New Research Suggests Our Moon Could have Contained Life 4 Billion Years Ago

Today, our Moon is barren and inhospitable and it’s hard to imagine that any life could exist on its surface, but now, scientists have found that at two points in our satellite’s four billion year history, the Moon could have contained life.

These two points took place shortly after it formed, and then during a peak in lunar volcanic activity approximately 3.5 billion years ago, according to new research from astrobiologists at Washington State University (WSU) and University of London.

The researchers believe that conditions on the lunar surface were able to support simple lifeforms.
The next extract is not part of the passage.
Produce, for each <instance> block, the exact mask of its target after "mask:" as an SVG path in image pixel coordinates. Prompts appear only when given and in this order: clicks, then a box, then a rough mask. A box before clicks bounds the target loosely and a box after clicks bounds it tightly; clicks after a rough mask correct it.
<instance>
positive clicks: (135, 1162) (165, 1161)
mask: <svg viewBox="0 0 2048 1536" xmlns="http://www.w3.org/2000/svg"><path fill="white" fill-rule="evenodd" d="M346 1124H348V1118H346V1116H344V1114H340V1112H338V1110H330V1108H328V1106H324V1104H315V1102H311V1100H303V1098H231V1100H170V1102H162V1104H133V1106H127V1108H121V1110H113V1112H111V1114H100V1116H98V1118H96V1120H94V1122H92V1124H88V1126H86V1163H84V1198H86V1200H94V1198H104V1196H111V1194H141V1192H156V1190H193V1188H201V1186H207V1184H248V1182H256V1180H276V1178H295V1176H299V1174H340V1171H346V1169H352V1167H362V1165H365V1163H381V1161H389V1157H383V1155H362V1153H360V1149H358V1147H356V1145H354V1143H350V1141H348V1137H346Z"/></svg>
Just like Asgardia believes we can set up a colony of settlements on the moon. Asgardia’s current territory is the satellite Asgardia-1, which has already been launched and is expected to grow, according to our founder Igor Ashurbeyli, who also stated that eventually, there will be a constellation of satellites in low-Earth orbit, then a constellation in high-Earth orbit.

The scientists think that during both periods outgassing from the volcanic activity could have formed pools of liquid water on the lunar surface, in addition to an atmosphere dense enough to keep the water there for millions of years.

For their work, the researchers took results from recent space missions and used sensitive analyses of lunar rock and soil samples that show how the surface of the moon is not as dry as they had once thought.

Furthermore, in 2009 and 2010, an international team of experts found hundreds of millions of metric tons of water ice on the moon. There is also strong proof of a large amount of water in the lunar mantle, which is believed to have been deposited very early on in the moon’s formation.

It is also probable that the early moon was shielded by a magnetic field that could have protected life forms on the surface from fatal solar winds.

As per the newest research, life on the Moon could have been brought in by a meteorite, similar to one proposed theory for the origins of life on Earth.

The first ever proof for life on Earth comes from fossilized cyanobacteria, dated to between 3.5 and 3.8 billion years old.

At this time, the solar system was controlled by frequent and giant meteorite impacts.

Thus, it is likely that the moon was hit by a meteorite holding simple organisms such as cyanobacteria during one of the points where its surface was habitable.

Scientists also believe the celestial body may have inherited simple organisms blasted off the surface of the Earth which landed on the Moon.

Professor Dirk Schulze-Makuch, of WSU, said that it seems very much like the Moon was livable at this time and there could have actually been microbes thriving in pools of water on the Moon until the surface dried up and died.

The team also noted that figuring out if life arose on the Moon or was transported from elsewhere can only be addressed by an aggressive future program of lunar exploration.

One promising future space mission would be to collect samples from deposits from the period of heightened volcanic activity to see if they held water or other possible markers of life.

What’s more, they could perform experiments in simulated lunar environments on Earth and on the International Space Station to find out if microorganisms can survive under the environmental conditions predicted to have existed on the early Moon.

Their work was published in the journal Astrobiology.